Advisors in regional, boutique and other smaller firms are left to ride off into the sunset without a map to guide them
“While the wirehouses have solved for succession planning by offering advisors exit strategies allowing them to monetize their life’s work, most smaller firms have yet to put something formal in place.”
— An astute observation recently posted by our own Deborah Aronson on LinkedIn.
Many advisors seated at regionals, boutiques and other smaller firms have been experiencing a painful “Ah-Ha” moment: “I’ve built an amazing business here, and now I want to consider a succession strategy, but my firm isn’t offering any options.”
For sure, these advisors built their businesses in firms where they thrived on a culture that offered greater freedom and flexibility. Yet now they are finding that they’ve hit what’s looking to be an insurmountable wall: Most of these smaller firms offer no clear path to succession. And the advisors are feeling like there may be no other acceptable solution but to abandon ship.
No Principals to Guide Them
It’s fairly clear that firm management who choose to take a laissez-faire approach to advisor succession planning are missing the boat. It says to those advisors who are looking for a formal and structured plan, “You are free to broker a deal with an advisor at our firm and structure it any way you like.”

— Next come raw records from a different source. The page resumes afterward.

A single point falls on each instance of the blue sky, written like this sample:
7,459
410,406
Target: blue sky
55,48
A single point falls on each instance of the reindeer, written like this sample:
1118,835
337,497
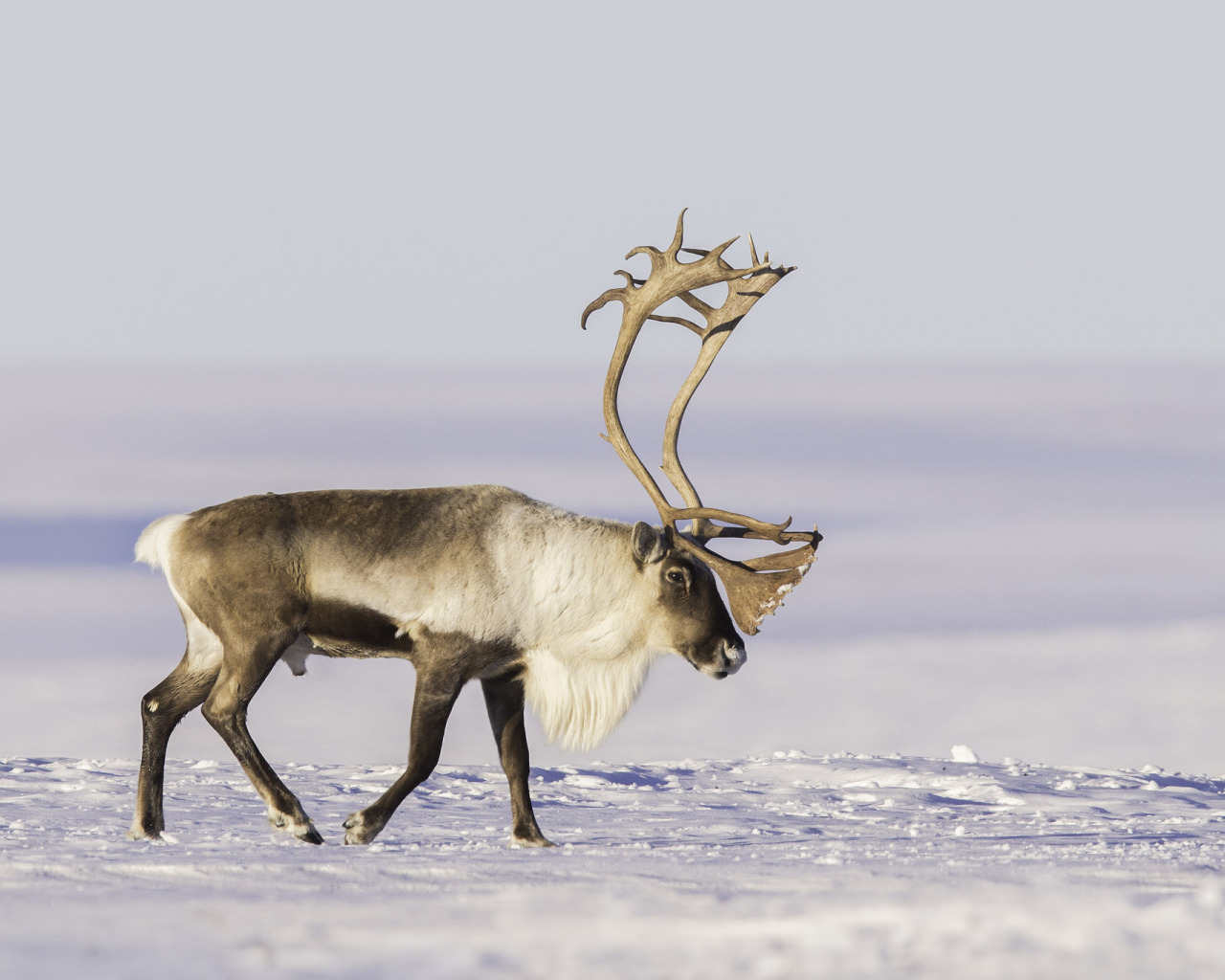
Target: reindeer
544,607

That seems tone deaf, as most advisors have no idea what their businesses are worth, how a deal should be structured, or how to identify the appropriate successor. Leaving succession planning to chance, in most cases, is as good as not having a plan at all—which flies in the face of the tenets by which any principal focused on sustainable growth runs a business.
Every Sunset is an Opportunity
Advisors on the back nine of their careers may choose to go to another firm, allowing them to move once and monetize twice. And, for those with entrepreneurial DNA, the leap to independence offers the flexibility and freedom to sell the business on the open market, creating true optionality, and ultimately garnering the most competitive bid for it.

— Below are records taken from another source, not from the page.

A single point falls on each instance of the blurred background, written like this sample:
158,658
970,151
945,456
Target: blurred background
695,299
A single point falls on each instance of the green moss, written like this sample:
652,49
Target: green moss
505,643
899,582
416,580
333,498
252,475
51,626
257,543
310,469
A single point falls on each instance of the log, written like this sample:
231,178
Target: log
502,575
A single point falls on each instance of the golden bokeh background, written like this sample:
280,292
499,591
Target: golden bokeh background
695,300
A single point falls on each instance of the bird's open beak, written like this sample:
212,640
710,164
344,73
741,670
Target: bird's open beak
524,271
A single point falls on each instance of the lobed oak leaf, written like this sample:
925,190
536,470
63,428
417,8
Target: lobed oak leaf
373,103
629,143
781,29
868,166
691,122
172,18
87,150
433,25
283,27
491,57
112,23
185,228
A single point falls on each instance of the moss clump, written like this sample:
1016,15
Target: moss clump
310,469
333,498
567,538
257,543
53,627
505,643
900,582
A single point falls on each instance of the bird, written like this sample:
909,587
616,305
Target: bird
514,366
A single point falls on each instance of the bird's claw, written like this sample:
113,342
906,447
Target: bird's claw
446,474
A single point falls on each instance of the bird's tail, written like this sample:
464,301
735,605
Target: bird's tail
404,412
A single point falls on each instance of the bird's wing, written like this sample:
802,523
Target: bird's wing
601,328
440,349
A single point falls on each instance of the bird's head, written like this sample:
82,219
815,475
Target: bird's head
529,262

The sad part about this is that often the advisor – and his clients – may be best served by staying put. We’ve had the opportunity to counsel many advisors in this very predicament. Happy enough with the culture and overall value propositions of their firms, these folks look forward to working maybe another 5-10 years. But without a next gen partner or other natural successor in place, they feel scared and rudderless.

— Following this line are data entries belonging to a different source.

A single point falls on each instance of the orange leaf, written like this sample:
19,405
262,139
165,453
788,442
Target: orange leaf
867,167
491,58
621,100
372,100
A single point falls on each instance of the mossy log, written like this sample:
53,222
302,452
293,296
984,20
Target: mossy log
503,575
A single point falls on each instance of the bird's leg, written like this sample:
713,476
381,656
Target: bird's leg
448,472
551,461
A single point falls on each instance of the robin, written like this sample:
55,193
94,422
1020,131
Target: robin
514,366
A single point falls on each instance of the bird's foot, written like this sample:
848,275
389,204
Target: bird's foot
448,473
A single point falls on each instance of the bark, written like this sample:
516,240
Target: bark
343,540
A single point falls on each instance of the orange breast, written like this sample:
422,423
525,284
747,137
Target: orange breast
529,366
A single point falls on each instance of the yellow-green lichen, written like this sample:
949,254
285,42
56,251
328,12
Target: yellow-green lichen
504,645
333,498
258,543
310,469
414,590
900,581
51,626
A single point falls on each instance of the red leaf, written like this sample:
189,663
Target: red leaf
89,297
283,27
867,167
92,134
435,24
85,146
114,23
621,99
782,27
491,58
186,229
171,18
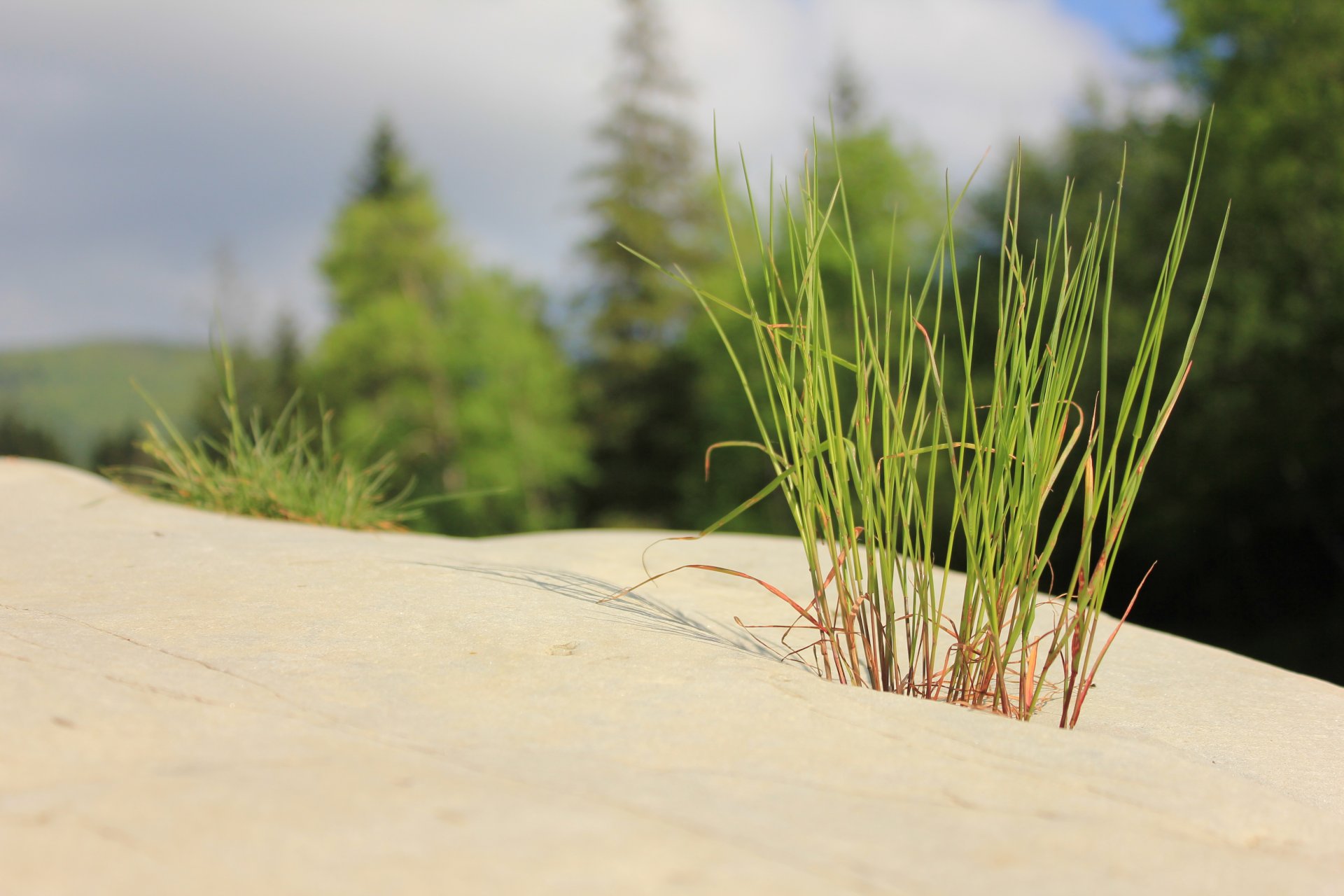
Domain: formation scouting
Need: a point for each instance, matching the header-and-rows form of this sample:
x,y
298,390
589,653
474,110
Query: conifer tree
x,y
648,198
441,363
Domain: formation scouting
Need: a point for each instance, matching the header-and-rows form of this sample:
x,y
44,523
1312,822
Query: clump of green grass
x,y
281,469
864,442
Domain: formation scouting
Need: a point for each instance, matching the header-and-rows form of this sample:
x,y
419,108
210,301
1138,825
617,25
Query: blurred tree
x,y
1243,507
444,365
24,440
648,198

In reality, the vacuum created by the lack of support in this area from their own firm’s management is being filled by a panoply of options elsewhere: Every brokerage firm in town and every independent firm in the country would love to be the acquirer of that business. Plus, these potential acquirers are offering oodles of money, attractive deal structures, and specific, like-minded, capable and hungry successors.
That said, it’s incumbent upon firms to recognize the challenge – and opportunity – that’s before them. And to do so before advisors see the dawn of a new opportunity elsewhere.